36 Radiographic test that is best for imaging the lateral recess of the spinal canal and define body abnormalities:
A. CT scan
B. CT myelography
C. X-ray of the spine
D. MRI
B. CT myelography
Rationalization: CT myelography is particularly effective for imaging the lateral recess of the spinal canal and defining bony abnormalities. While MRI provides excellent detail of soft tissue structures, CT myelography combines the use of a contrast dye with CT imaging to give a detailed view of both bone and nerve structures, making it superior for certain types of spinal diagnostics, particularly in complex cases where bony architecture is involved.
- Pain at the posterolateral thigh, lateral calf and dorsal foot indicates damage to:
A. L2 nerve root
B. L4 nerve root
C. L5 nerve root
D. S1 nerve root
C. L5 nerve root
Rationalization: Pain that radiates to the posterolateral thigh, lateral calf, and dorsal foot typically indicates damage to the L5 nerve root. This pattern of pain distribution aligns with the sensory innervation provided by the L5 nerve root.
LUMBOSACRAL NERVE ROOTS (PAIN DISTRIBUTION):
* L2: Pain in the anterior thigh.
* L3: Pain in the anterior thigh and knee.
* L4: Pain in the anterolateral thigh, knee, and medial calf.
* L5: Pain in the lateral calf, dorsal foot, posterolateral thigh, and buttocks.
* S1: Pain in the posterior calf, posterior thigh, bottom foot, and buttocks.
- Non-articular disorders are characterized by:
A. Swelling or deformity
B. Pain aggravated by active and passive range of motion
C. Pain aggravated by active but not passive range of motion
D. Crepitations
C. Pain aggravated by active but not passive range of motion
Rationalization: Non-articular disorders are characterized by pain that is typically aggravated by active movements but not by passive movements.

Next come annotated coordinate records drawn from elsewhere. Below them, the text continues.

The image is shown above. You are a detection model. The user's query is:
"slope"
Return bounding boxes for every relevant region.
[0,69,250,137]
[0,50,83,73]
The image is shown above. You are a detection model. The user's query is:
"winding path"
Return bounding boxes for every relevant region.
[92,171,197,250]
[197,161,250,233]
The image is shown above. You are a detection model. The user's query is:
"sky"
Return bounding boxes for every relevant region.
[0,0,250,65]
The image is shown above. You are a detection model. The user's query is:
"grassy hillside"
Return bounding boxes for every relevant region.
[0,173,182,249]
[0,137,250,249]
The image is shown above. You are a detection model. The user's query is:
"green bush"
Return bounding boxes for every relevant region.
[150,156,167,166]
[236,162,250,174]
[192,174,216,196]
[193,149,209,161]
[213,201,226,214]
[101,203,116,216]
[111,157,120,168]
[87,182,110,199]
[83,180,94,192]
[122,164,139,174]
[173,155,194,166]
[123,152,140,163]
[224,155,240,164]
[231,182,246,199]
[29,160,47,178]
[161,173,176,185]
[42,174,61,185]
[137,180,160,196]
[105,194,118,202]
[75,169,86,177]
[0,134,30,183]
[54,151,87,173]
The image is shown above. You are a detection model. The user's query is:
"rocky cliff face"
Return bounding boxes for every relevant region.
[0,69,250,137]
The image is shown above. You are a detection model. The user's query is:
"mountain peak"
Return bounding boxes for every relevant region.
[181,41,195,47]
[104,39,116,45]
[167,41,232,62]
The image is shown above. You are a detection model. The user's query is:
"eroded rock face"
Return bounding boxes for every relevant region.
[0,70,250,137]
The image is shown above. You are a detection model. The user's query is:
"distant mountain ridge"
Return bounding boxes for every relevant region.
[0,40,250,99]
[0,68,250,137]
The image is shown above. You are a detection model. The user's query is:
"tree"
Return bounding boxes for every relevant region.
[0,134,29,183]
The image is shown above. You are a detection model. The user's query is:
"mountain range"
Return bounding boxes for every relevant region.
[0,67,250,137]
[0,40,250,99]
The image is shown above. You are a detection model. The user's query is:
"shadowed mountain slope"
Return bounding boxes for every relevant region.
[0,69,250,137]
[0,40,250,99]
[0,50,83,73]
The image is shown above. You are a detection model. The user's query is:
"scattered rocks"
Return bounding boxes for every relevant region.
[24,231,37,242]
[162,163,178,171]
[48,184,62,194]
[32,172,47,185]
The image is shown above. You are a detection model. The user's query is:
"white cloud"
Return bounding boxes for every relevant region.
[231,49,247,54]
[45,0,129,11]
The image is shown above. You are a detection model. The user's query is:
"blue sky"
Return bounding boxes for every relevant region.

This indicates that the disorder affects the muscles or tendons rather than the joints themselves. Passive movement causing no pain helps differentiate non-articular from articular conditions, where both types of movement would typically cause pain.
- Sarcoidosis and SLE more commonly affects:
A. Whites
B. Asians
C. African Americans
D. Ethnic groups
C. African Americans
Rationalization: Sarcoidosis and Systemic Lupus Erythematosus (SLE) are more commonly seen in African Americans than in other ethnic groups. Both conditions show a higher prevalence and often more severe manifestations in African American populations compared to Whites and other races.

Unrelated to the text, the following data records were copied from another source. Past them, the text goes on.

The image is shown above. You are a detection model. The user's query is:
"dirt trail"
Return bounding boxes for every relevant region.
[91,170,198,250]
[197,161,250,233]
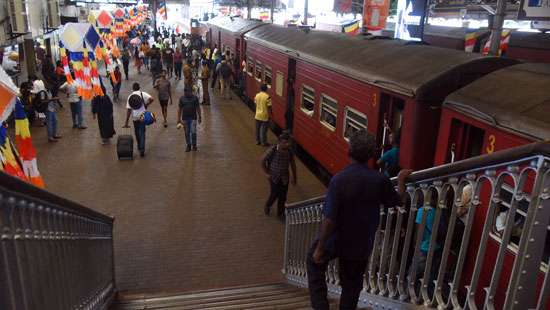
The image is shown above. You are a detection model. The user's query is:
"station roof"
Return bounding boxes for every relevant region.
[444,63,550,140]
[208,16,266,35]
[245,25,517,100]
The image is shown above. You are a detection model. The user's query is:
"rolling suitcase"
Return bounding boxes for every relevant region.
[116,135,134,159]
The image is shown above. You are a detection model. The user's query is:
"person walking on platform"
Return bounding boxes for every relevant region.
[123,83,154,157]
[59,76,87,129]
[307,129,412,310]
[218,60,233,100]
[178,85,202,152]
[120,48,132,80]
[155,70,172,128]
[254,84,271,146]
[174,48,184,80]
[261,131,297,219]
[109,66,122,102]
[183,59,195,87]
[200,59,210,105]
[92,85,116,144]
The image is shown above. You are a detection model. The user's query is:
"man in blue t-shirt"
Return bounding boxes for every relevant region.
[376,132,400,178]
[307,130,412,310]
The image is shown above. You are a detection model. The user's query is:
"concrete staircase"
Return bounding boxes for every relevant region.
[111,283,328,310]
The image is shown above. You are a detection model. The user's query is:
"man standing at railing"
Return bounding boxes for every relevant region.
[307,129,412,310]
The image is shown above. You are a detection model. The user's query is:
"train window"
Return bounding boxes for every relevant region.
[344,107,367,141]
[246,57,254,76]
[254,61,263,82]
[264,66,273,88]
[320,95,338,131]
[300,85,315,116]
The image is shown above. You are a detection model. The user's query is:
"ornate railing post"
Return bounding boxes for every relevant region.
[0,173,115,310]
[283,143,550,310]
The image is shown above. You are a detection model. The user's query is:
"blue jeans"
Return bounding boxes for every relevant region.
[256,120,269,144]
[45,111,57,139]
[183,119,197,146]
[134,121,145,153]
[71,100,84,127]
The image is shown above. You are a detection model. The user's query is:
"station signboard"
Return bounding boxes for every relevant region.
[394,0,426,41]
[518,0,550,20]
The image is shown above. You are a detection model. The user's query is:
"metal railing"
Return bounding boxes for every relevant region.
[283,143,550,309]
[0,173,115,310]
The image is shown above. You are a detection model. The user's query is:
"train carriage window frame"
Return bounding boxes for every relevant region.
[254,60,264,83]
[489,184,550,272]
[319,93,338,131]
[342,107,369,142]
[275,71,285,97]
[246,57,256,77]
[300,84,315,117]
[264,65,273,88]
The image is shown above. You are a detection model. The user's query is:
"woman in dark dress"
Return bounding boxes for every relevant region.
[92,86,116,144]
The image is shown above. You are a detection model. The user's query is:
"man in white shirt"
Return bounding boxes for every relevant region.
[124,83,154,157]
[59,82,86,129]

- An example of non-inflammatory musculoskeletal disorder is:
A. systemic lupus erythematosus
B. osteoarthritis
C. gouty arthritis
D. rheumatoid arthritis
B. osteoarthritis
Rationalization: Osteoarthritis is an example of a non-inflammatory musculoskeletal disorder. It is primarily a degenerative joint disease characterized by the breakdown of joint cartilage and underlying bone, typically due to wear and tear, rather than driven by systemic inflammation as seen in conditions like rheumatoid arthritis or gouty arthritis.

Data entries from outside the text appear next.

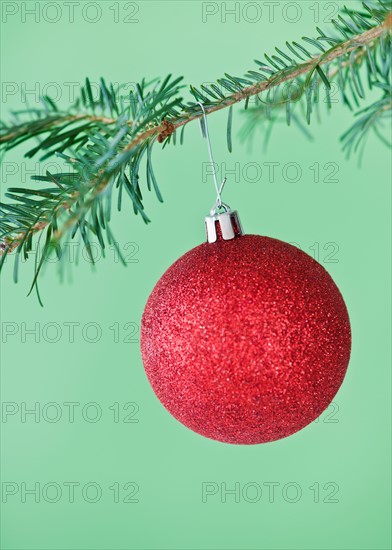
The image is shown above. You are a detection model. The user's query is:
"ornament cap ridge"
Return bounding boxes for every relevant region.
[204,209,243,243]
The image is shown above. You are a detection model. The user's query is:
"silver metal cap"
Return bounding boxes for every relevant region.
[205,209,243,243]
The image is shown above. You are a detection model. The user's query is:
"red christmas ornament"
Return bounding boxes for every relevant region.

- Drug prescribed for dyslipidemia that causes drug-induced musculoskeletal complaints:
A. All of the above
B. Fish oil
C. Fenofibrate
D. HMG-CoA reductase inhibitors (statins)
D. HMG-CoA reductase inhibitors (statins)
Rationalization: Statins, or HMG-CoA reductase inhibitors, are well-documented for causing musculoskeletal complaints, including myalgia, muscle weakness, and in rare cases, rhabdomyolysis. This class of drugs is used widely in the treatment of dyslipidemia to reduce cholesterol levels but can have these adverse effects due to their impact on muscle tissue.